Domestic abuse also includes stalking and sexual assault by anyone, not just a household member.

“Household member” means more than people who currently live together. Household member includes spouses, former spouses, parents, present or former step parents, grandparents, children, stepchildren, grandchild, co-parents of a child or people who are dating or formerly dated (N.M. Stat. Ann. § 40-13-2).

In New Mexico, if you are the victim of domestic violence, you can file a "Petition for an Order of Protection" at the district court in the county in which you live. Protective orders help keep you safe by limiting your abuser’s contact with you and prohibiting your abuser from doing anything harmful to you, like harassing, stalking, or assaulting you. Forms and instructions to obtain a protective order are available on the New Mexico Supreme Court website.

Domestic Violence and Custody

In New Mexico, the court must consider any incident of domestic violence when making a custody determination. However, if you are the one alleging your child’s other parent committed some sort of domestic violence, whether against you, your child, or someone else, you have the burden of proving that it happened.

Furthermore, even when there has been some domestic violence between the parents, New Mexico law still presumes that joint legal custody and significant visitation between the alleged abuser and the child is in the child’s best interest. This presumption can only be overcome if you can prove that an order of joint custody would somehow expose you, your child, or some other household member to danger.

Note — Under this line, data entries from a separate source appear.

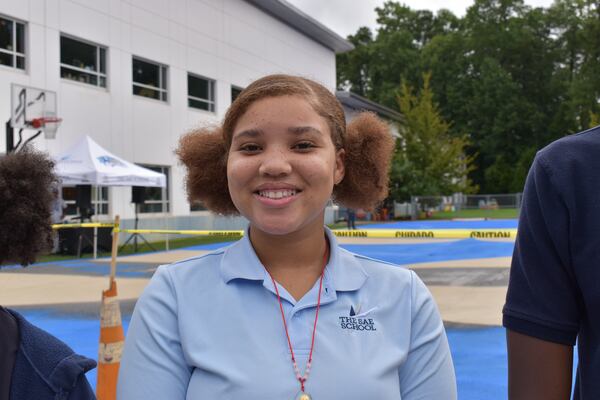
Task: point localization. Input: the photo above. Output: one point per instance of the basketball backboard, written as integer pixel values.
(33, 108)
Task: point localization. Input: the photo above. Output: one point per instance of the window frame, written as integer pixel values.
(14, 53)
(212, 102)
(98, 202)
(163, 79)
(165, 200)
(96, 73)
(234, 87)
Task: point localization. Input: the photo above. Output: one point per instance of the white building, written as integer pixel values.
(136, 74)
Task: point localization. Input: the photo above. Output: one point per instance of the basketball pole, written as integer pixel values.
(10, 138)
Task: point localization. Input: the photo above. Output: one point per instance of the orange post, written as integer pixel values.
(112, 336)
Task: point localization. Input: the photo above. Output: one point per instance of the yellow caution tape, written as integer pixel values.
(429, 233)
(84, 225)
(363, 233)
(236, 234)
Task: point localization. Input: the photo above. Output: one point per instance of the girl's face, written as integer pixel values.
(282, 165)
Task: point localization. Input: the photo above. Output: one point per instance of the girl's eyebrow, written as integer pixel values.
(251, 133)
(304, 129)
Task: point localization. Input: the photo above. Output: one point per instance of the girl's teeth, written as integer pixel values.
(277, 194)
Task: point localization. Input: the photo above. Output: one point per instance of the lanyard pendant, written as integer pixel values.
(303, 396)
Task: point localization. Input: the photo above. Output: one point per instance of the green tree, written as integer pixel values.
(428, 160)
(510, 76)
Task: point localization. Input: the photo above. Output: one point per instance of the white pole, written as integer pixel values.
(95, 242)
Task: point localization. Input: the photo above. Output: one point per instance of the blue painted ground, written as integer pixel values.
(447, 224)
(479, 354)
(431, 252)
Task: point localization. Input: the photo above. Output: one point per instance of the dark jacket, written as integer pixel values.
(46, 368)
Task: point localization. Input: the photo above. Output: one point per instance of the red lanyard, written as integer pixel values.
(303, 378)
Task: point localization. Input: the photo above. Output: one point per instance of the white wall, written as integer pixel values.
(229, 41)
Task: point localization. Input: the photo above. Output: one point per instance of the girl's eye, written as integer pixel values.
(250, 148)
(304, 146)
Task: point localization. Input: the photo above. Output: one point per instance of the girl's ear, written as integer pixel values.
(340, 166)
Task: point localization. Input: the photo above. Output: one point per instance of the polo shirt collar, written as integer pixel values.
(343, 273)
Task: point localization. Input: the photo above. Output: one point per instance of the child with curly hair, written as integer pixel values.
(33, 364)
(286, 311)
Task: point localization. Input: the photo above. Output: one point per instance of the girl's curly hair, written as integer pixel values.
(26, 196)
(367, 142)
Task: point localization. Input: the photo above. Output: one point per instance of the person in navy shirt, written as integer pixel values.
(285, 313)
(554, 289)
(33, 363)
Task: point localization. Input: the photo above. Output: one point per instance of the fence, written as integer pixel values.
(458, 202)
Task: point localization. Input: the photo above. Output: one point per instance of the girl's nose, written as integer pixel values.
(275, 163)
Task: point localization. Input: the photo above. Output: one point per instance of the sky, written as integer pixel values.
(345, 16)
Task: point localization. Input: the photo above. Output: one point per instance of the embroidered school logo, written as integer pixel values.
(358, 321)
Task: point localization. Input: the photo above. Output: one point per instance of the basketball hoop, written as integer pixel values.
(48, 124)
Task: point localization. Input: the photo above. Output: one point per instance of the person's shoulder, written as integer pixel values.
(201, 262)
(50, 358)
(572, 148)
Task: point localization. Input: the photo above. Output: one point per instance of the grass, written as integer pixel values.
(198, 240)
(143, 248)
(501, 213)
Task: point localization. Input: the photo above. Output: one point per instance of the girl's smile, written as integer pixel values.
(282, 165)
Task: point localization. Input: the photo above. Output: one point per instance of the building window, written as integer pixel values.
(99, 196)
(235, 92)
(12, 43)
(149, 79)
(201, 93)
(156, 200)
(100, 200)
(82, 62)
(197, 207)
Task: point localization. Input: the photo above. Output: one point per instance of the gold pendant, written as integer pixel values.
(303, 396)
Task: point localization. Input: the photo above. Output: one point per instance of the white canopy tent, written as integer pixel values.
(87, 163)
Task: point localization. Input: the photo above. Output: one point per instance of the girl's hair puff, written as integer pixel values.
(367, 143)
(368, 155)
(27, 185)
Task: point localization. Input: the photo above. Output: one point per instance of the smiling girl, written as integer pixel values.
(285, 313)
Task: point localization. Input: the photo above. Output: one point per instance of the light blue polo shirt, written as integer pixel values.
(210, 328)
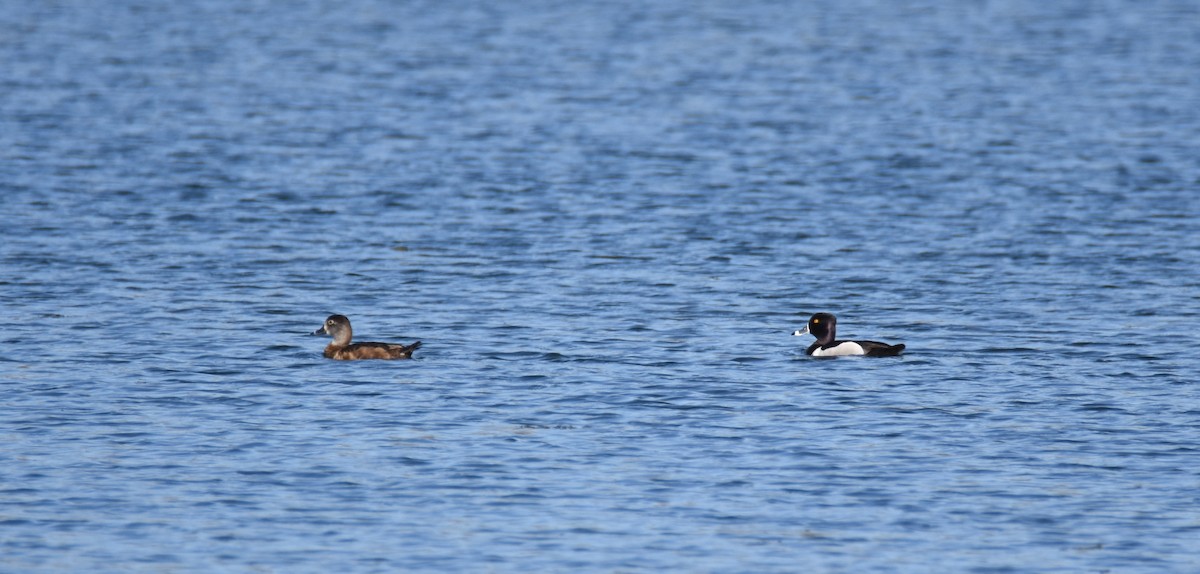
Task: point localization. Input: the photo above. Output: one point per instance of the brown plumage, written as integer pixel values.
(342, 350)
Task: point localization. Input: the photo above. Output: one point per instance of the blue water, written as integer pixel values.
(604, 220)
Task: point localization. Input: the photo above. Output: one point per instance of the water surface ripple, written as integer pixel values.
(604, 220)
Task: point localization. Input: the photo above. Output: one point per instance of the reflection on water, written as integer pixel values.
(604, 222)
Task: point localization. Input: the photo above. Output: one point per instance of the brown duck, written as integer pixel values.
(342, 350)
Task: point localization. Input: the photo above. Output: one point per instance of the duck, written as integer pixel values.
(825, 328)
(339, 327)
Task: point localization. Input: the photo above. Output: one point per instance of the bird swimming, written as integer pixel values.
(341, 348)
(825, 328)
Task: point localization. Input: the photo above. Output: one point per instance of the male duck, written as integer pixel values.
(341, 348)
(825, 327)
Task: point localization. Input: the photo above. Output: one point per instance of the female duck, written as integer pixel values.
(825, 328)
(341, 348)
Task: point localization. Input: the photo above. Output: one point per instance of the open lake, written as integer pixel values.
(604, 221)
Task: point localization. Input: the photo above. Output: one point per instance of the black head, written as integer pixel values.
(821, 326)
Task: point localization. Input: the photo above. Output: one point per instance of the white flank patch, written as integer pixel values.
(840, 350)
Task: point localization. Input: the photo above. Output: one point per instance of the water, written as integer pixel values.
(604, 221)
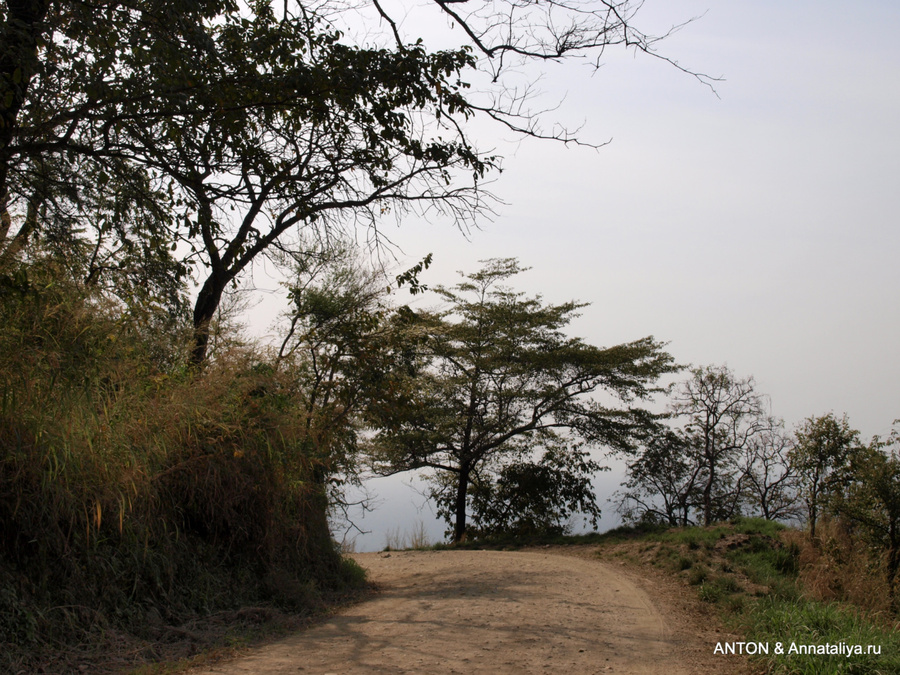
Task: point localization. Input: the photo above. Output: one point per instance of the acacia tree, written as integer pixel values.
(770, 479)
(722, 415)
(230, 128)
(497, 377)
(868, 495)
(663, 483)
(823, 447)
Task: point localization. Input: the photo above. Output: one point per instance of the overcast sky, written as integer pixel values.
(756, 228)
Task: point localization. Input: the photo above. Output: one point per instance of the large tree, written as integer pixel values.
(497, 378)
(722, 415)
(224, 130)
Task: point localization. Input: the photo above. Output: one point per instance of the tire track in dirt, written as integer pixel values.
(461, 612)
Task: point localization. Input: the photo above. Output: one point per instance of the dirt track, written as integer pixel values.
(489, 611)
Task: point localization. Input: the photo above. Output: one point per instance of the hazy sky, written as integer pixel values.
(756, 228)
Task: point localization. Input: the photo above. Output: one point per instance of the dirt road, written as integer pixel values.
(487, 612)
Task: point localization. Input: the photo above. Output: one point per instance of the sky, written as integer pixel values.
(753, 226)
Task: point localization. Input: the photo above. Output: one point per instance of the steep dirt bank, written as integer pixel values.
(500, 612)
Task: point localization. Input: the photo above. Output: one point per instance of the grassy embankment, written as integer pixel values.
(769, 584)
(147, 510)
(772, 585)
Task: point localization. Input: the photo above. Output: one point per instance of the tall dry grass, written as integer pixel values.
(838, 566)
(132, 487)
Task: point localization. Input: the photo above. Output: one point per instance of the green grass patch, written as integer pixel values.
(802, 627)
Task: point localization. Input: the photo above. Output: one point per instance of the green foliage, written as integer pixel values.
(535, 498)
(866, 493)
(804, 622)
(495, 378)
(127, 489)
(823, 447)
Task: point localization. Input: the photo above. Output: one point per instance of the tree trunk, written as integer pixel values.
(204, 310)
(462, 487)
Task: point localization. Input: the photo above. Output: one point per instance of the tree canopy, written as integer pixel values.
(150, 141)
(497, 378)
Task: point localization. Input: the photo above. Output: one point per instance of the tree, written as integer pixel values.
(823, 446)
(770, 478)
(663, 482)
(498, 378)
(225, 131)
(869, 496)
(528, 498)
(723, 414)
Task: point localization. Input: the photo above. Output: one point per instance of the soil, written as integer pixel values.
(536, 611)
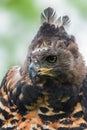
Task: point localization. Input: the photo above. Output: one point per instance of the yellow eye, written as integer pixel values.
(51, 59)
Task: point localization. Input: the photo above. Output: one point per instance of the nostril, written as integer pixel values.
(39, 71)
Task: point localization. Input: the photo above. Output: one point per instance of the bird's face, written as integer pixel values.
(53, 60)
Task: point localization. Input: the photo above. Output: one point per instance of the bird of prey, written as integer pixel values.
(49, 92)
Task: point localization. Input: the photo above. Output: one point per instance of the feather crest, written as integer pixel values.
(49, 16)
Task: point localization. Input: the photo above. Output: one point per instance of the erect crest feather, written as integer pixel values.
(49, 16)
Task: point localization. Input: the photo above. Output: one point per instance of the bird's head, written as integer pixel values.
(54, 53)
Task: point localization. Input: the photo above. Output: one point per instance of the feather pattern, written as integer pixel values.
(49, 16)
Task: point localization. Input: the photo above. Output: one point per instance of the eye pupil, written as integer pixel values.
(51, 59)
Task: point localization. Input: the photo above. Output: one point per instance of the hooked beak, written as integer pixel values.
(35, 70)
(44, 71)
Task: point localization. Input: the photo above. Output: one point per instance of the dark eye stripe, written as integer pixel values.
(51, 59)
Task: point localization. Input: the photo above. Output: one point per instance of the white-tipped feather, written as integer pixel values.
(49, 16)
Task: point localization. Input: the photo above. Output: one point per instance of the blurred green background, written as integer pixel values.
(20, 20)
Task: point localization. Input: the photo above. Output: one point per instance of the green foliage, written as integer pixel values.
(24, 8)
(81, 6)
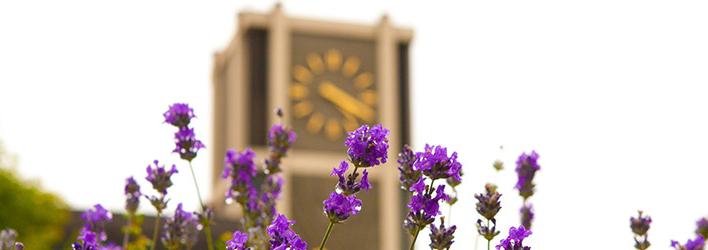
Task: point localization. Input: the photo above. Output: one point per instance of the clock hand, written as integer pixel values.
(346, 102)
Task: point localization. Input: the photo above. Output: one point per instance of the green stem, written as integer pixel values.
(207, 229)
(154, 232)
(329, 231)
(489, 241)
(414, 239)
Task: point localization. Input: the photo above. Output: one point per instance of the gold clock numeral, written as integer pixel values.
(368, 97)
(315, 123)
(315, 63)
(363, 80)
(302, 109)
(302, 74)
(334, 60)
(351, 66)
(333, 129)
(298, 91)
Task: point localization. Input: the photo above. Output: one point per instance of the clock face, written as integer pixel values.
(332, 90)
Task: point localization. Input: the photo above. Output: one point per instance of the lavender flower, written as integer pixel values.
(423, 206)
(282, 237)
(237, 242)
(367, 147)
(526, 167)
(181, 230)
(640, 227)
(407, 173)
(132, 195)
(696, 244)
(441, 237)
(280, 138)
(159, 177)
(241, 168)
(186, 144)
(527, 215)
(95, 220)
(350, 185)
(179, 115)
(515, 239)
(339, 207)
(488, 204)
(702, 227)
(86, 241)
(435, 163)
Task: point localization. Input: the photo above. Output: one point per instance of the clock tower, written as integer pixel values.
(328, 78)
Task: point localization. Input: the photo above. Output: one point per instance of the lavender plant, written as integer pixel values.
(526, 168)
(187, 146)
(702, 227)
(367, 147)
(488, 205)
(640, 227)
(159, 177)
(515, 240)
(414, 169)
(8, 241)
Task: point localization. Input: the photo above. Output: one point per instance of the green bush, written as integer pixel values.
(37, 216)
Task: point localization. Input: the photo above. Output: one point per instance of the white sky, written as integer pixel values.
(609, 92)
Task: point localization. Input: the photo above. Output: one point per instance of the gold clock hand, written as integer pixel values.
(346, 102)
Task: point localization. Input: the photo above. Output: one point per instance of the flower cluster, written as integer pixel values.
(702, 227)
(515, 240)
(488, 205)
(132, 195)
(367, 146)
(160, 178)
(181, 230)
(8, 241)
(640, 226)
(415, 169)
(186, 143)
(441, 237)
(436, 164)
(526, 167)
(282, 237)
(695, 244)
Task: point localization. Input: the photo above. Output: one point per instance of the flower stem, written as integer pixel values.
(414, 239)
(329, 230)
(207, 229)
(154, 232)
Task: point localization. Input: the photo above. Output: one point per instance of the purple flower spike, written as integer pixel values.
(526, 167)
(132, 195)
(515, 239)
(186, 144)
(282, 237)
(367, 147)
(441, 237)
(95, 220)
(436, 164)
(237, 241)
(181, 230)
(179, 115)
(339, 207)
(159, 177)
(696, 244)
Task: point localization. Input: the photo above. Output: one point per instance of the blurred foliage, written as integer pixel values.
(37, 216)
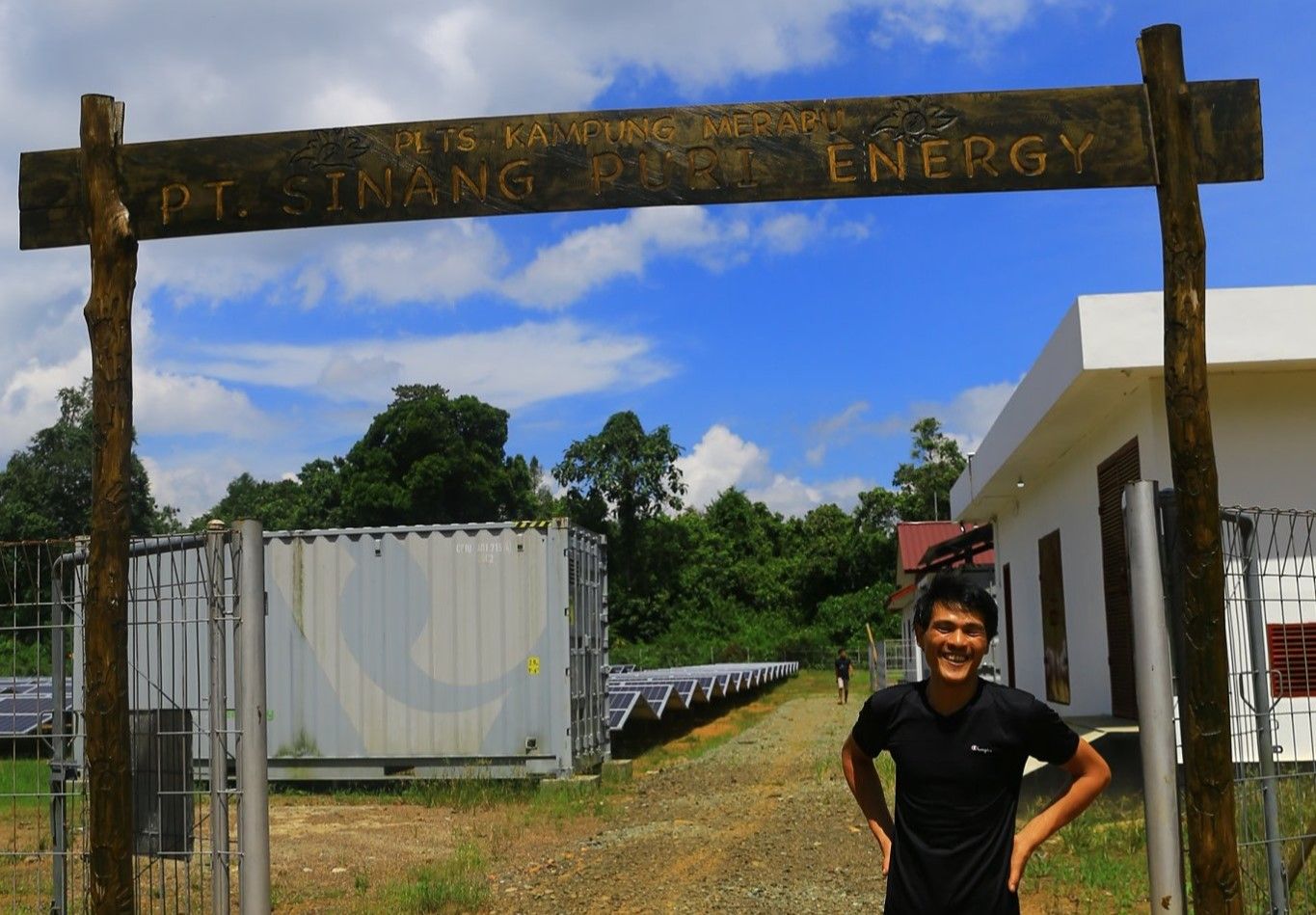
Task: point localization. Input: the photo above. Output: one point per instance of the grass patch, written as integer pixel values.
(453, 885)
(1098, 861)
(24, 782)
(468, 793)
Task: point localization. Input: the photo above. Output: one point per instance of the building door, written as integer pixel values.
(1009, 624)
(1111, 475)
(1050, 582)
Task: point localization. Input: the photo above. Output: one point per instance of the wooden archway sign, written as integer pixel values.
(1165, 133)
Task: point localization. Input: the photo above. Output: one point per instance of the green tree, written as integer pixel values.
(619, 482)
(45, 489)
(924, 483)
(429, 458)
(274, 503)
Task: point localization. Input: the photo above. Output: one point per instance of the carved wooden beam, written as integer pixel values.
(114, 276)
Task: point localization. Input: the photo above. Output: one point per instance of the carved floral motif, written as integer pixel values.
(912, 121)
(331, 148)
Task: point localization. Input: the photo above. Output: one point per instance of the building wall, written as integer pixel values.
(1064, 498)
(1265, 438)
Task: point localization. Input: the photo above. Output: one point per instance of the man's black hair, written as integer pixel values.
(957, 590)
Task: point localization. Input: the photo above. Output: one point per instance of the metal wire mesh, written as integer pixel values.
(180, 611)
(29, 623)
(1270, 591)
(1270, 616)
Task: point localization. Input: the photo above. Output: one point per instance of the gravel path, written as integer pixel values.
(764, 823)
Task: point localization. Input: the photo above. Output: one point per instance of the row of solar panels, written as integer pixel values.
(649, 694)
(28, 703)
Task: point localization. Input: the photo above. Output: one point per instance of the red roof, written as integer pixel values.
(898, 597)
(916, 540)
(915, 537)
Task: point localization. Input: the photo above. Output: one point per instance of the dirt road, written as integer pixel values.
(761, 823)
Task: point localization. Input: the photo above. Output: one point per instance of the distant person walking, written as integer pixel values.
(843, 678)
(959, 744)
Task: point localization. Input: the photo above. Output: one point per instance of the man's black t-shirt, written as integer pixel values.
(957, 792)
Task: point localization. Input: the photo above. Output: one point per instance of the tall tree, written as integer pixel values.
(620, 481)
(45, 489)
(623, 471)
(431, 458)
(924, 485)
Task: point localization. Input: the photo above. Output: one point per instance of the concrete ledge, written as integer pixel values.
(616, 770)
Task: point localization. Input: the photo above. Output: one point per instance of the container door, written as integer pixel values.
(586, 590)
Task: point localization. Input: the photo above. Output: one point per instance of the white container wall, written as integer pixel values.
(445, 651)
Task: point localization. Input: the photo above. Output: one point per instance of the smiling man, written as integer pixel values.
(959, 745)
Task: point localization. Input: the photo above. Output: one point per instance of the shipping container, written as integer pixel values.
(443, 651)
(440, 652)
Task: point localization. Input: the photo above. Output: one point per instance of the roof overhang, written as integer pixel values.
(1106, 349)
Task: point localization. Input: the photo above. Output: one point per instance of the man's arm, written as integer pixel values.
(1089, 775)
(866, 788)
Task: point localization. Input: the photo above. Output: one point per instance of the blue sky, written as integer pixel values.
(789, 346)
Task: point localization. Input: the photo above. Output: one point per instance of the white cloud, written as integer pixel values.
(174, 404)
(792, 497)
(846, 427)
(509, 366)
(449, 262)
(591, 256)
(969, 415)
(587, 259)
(721, 460)
(717, 461)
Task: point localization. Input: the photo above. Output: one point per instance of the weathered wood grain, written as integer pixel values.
(1204, 680)
(108, 312)
(781, 150)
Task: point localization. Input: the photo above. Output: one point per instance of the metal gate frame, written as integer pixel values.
(211, 624)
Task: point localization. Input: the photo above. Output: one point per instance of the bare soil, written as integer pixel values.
(761, 823)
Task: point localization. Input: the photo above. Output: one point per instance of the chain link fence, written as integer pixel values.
(192, 753)
(1270, 609)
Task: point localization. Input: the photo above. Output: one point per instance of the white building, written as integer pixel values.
(1089, 417)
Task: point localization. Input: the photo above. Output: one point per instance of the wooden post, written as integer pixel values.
(1203, 682)
(108, 312)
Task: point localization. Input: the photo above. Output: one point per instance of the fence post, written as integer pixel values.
(219, 695)
(253, 756)
(1259, 663)
(1156, 701)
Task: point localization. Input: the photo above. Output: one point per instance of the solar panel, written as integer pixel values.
(26, 703)
(620, 705)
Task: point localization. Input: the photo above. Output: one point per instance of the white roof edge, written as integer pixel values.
(1248, 328)
(1056, 369)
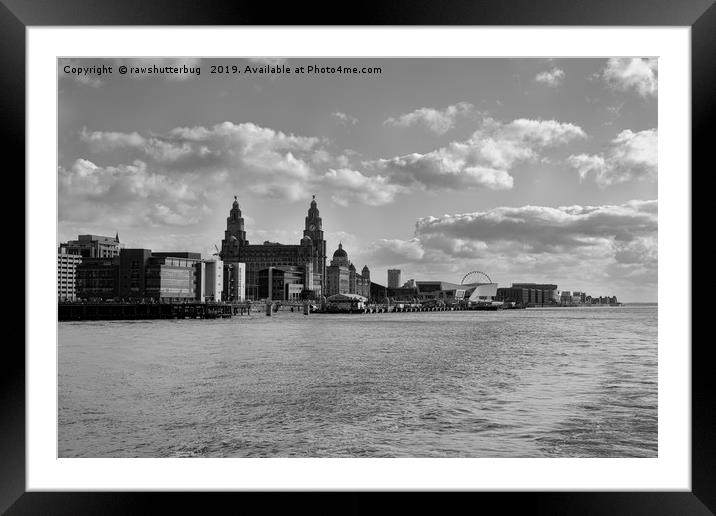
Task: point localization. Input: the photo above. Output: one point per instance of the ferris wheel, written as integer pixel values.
(474, 274)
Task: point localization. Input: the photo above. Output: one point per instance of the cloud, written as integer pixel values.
(267, 163)
(433, 120)
(482, 161)
(344, 118)
(544, 229)
(188, 67)
(395, 251)
(285, 166)
(635, 74)
(596, 248)
(631, 156)
(272, 61)
(350, 186)
(553, 77)
(72, 69)
(128, 195)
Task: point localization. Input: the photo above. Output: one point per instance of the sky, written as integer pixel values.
(530, 170)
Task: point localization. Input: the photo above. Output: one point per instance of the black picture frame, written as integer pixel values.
(16, 15)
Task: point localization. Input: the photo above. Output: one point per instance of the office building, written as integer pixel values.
(94, 246)
(394, 278)
(235, 248)
(67, 274)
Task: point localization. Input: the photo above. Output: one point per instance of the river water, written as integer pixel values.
(569, 382)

Even if you can convince the court to grant you sole custody, the court will most likely still grant the other parent significant visitation. In certain circumstances, the court can order special arrangements for the parents to communicate about the child and exchange the child for parenting time. For example, the court may limit telephone communication between the parents. The court may also order exchanges of the child to occur in a public place, at a supervised exchange location (if one is available in your area), or even at a police station to prevent further violence.

Supervised or restricted visitation

When a court believes that a child’s physical or emotional health is in danger, a judge might order that visitation between the parent and child occur only under special circumstances. In cases where the court believes visitation with an abusive parent could endanger the child, a judge can order "supervised visitation," which is visitation that only takes place in a supervised setting, where a professional can observe the parent-child interaction and ensure the child’s wellbeing. The court might also order a third party, like a family member or friend, to supervise the visitation. Only in extreme cases of abuse will the court order no visitation between a parent and child.

In New Mexico, if domestic violence is an issue in your case, the court can also order both you and the other parent to engage in counseling services before the court makes any decisions in your case.